The totality of my situation culminates with me being physically and mentally exhausted by the time I get home. I’ve spent the better part of 11 hours fighting everything that presents itself to me. I’m zero help with my kids, nowhere near helping with dinner or dishes…because I’ve had a tough day. And at this time in my life…because I deserved it…multiple drinks are had and that is just setting the stage for my next “Theater of Pain” set to start again at 6:30 tomorrow morning.
Change had to come. Period. Quitting drinking and drugging was my first step, but that’s a whole other chapter to this story. Suffice it to say, once I quit drinking and drugging I started to notice all my out of control behavior. Which brings me back full circle to “Walk, Don’t Run”.

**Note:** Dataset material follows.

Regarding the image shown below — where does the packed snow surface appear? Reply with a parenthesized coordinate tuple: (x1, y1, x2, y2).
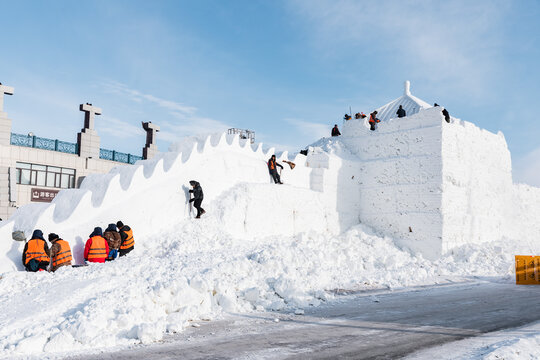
(408, 320, 540, 360)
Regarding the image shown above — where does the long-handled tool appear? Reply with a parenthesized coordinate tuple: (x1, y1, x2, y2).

The recognition that I was hamstringing myself every day began to crystallize as I sobered up. The constant state of “rush” I was in needed to be alleviated. It seems like such a simple thing to say but I just needed to give myself more time. My procrastination to begin the inevitable…a normal day of work and family…started me at a deficit every morning and working from a position of fear that I won’t get done what I need to in a given day makes for really bad decisions.
“Walk, Don’t Run, Ross”
How though? Well I can say now after two years of implementing different things with the occasional tweaking it’s worked in ways that have to be experienced to be understood. One of the ways I was able to make “Walk, Don’t Run” work was through a mediation practice that I mentioned earlier. Mediation was a gamechanger. I have a 20-minute routine that helps me intentionally slow myself down. Starting my day with that practice level-sets me in calm. It’s not a planning period. It’s not done to figure out what my next steps for the day will bring. Rather it’s a way to slow down mentally, to set the pace for my day, a pace that I will strive to keep for everything else I do. It helps me to walk, not run. I haven’t missed more than a couple of days in two years and the cumulative effects are paying huge dividends with regards to staying calm during the day.

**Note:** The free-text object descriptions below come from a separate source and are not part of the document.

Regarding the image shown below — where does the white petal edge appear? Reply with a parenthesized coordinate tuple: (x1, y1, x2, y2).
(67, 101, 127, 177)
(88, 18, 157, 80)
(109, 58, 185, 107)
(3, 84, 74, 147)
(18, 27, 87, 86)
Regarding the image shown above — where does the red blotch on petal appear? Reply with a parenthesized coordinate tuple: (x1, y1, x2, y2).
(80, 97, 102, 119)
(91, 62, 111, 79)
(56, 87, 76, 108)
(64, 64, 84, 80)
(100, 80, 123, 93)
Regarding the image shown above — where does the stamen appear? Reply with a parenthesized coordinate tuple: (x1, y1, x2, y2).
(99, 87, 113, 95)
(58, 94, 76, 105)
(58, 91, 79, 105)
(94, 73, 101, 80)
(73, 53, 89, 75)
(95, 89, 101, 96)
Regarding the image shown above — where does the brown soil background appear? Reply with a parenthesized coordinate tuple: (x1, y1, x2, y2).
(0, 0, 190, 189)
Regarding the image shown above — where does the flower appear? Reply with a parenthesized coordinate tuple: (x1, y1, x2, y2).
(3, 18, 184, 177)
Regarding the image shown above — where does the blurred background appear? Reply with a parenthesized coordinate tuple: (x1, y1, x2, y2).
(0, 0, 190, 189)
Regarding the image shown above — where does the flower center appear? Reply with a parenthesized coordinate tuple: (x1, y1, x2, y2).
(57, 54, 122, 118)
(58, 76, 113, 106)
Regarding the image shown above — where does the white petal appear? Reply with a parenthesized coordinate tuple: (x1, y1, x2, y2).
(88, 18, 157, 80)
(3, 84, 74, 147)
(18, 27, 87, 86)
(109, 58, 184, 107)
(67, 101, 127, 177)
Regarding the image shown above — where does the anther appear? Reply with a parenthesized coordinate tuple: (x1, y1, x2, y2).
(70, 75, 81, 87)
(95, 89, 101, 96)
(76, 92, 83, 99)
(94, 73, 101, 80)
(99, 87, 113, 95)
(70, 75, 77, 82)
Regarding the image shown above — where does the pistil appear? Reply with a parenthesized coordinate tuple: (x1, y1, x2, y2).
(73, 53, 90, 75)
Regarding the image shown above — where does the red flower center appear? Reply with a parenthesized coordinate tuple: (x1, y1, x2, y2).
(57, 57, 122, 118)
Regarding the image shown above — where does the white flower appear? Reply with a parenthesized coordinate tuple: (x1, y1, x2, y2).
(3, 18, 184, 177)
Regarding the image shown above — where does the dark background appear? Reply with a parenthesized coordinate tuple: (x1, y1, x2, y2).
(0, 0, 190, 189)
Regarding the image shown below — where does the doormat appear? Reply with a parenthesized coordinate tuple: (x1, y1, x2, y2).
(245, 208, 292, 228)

It’s a practiced thing at this point, but the first time I did it I was super intentional with not rushing. I would tell myself “Walk, Don’t Run” as I brushed my teeth, as I put my keys in my pocket and put my shoes on. I gave myself time to do things and sans the hurried pace, life just started getting easier. By walking out of my house and calmly getting in my car, I set the pace for my trip to work. I left with plenty of time to get to the office. It’s so stupidly simple but my God does it work. Now I get to watch people on the road freak out about the smallest thing knowing that I did the same and it just feels good to not have to do that anymore.
“Walk, Don’t Run” is where it is at for me today. I’m enjoying my sanity. I am enjoying my peace of mind. It feels good to slow down in a world where everyone puts pressure on themselves to speed up. It feels good to ease my way throughout my day rather than fight everyone and everything around me. It feels good to walk into my backdoor at night having completed a day without rushing. It feels good to Walk, Don’t Run”. Give it try, it sure does work for me.